The reason for the absence of RSTD in the precordial leads in inferior infarction was that the precordial electrode was close to the infarct area and the AAP was also reduced. Another reason was that the AAP of the inferior myocardium was slightly weakened, which had no obvious effect on the potential of the negative electrode of the precordial lead. Among the 13 patients with inferior myocardial infarction without ST segment depression in the anterior leads, ST segment elevation in the inferior leads was 0.1 mV in five patients, 0.1–0.2 mV in seven patients, and 0.4 mV in one patient(combined with extensive anterior wall ST segment elevation).

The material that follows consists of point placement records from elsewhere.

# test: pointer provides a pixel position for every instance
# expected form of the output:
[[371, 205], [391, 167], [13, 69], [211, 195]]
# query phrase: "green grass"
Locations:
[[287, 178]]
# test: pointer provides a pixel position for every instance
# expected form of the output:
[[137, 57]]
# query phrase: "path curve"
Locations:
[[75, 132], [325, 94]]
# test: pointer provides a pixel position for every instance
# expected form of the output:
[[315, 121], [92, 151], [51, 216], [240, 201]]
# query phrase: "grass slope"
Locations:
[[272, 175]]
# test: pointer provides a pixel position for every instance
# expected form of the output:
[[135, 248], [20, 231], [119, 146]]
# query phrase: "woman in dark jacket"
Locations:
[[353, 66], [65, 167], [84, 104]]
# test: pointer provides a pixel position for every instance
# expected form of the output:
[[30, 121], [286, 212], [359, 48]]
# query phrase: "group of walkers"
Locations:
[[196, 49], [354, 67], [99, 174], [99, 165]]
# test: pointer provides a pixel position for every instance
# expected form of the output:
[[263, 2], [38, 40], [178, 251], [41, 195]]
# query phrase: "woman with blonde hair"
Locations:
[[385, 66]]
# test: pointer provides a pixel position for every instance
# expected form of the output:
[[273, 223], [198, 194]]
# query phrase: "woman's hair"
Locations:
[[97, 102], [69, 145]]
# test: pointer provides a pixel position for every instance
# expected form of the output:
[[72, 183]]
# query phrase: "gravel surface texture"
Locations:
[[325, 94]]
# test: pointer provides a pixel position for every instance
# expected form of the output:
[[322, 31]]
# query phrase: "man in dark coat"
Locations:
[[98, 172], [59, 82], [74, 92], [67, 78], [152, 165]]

The link between RSTD and clinical outcomes has been extensively studied since long , and majority of the previous research suggests that RSTD is associated with clinical prognosis.[9-14] ST segment depression occurs in some patients due to multivessel lesions, and the prognosis of these patients is poor. However, even in patients without multivessel disease, RSTD may be associated with poor prognosis. RSTD is related to the degree of ST segment elevation—the more the ST segment elevation in limb leads, the greater the risk of ST segment depression in chest leads. Furthermore, the degree of RSTD between limb leads is directly related to the degree of ST segment elevation in the infarct area.
Limitations: It is difficult to obtain patients’ local myocardial action potential clinically. Thus, we can only speculate about the mechanism in terms of the characteristics of ST segment change, but the mechanism we have proposed completely conforms to the characteristics of ST segment change, making it the most reasonable and scientific mechanism so far. It is expected that experiments on animals could obtain the local action potential of the myocardium and directly verify the proposed mechanism.
In summary, the mechanism of RSTD in acute myocardial infarction maybe that the AP of negative electrode of the lead was weakened or disappeared, and the AP of positive electrode could not be completely offset, resulting in ST segment depression.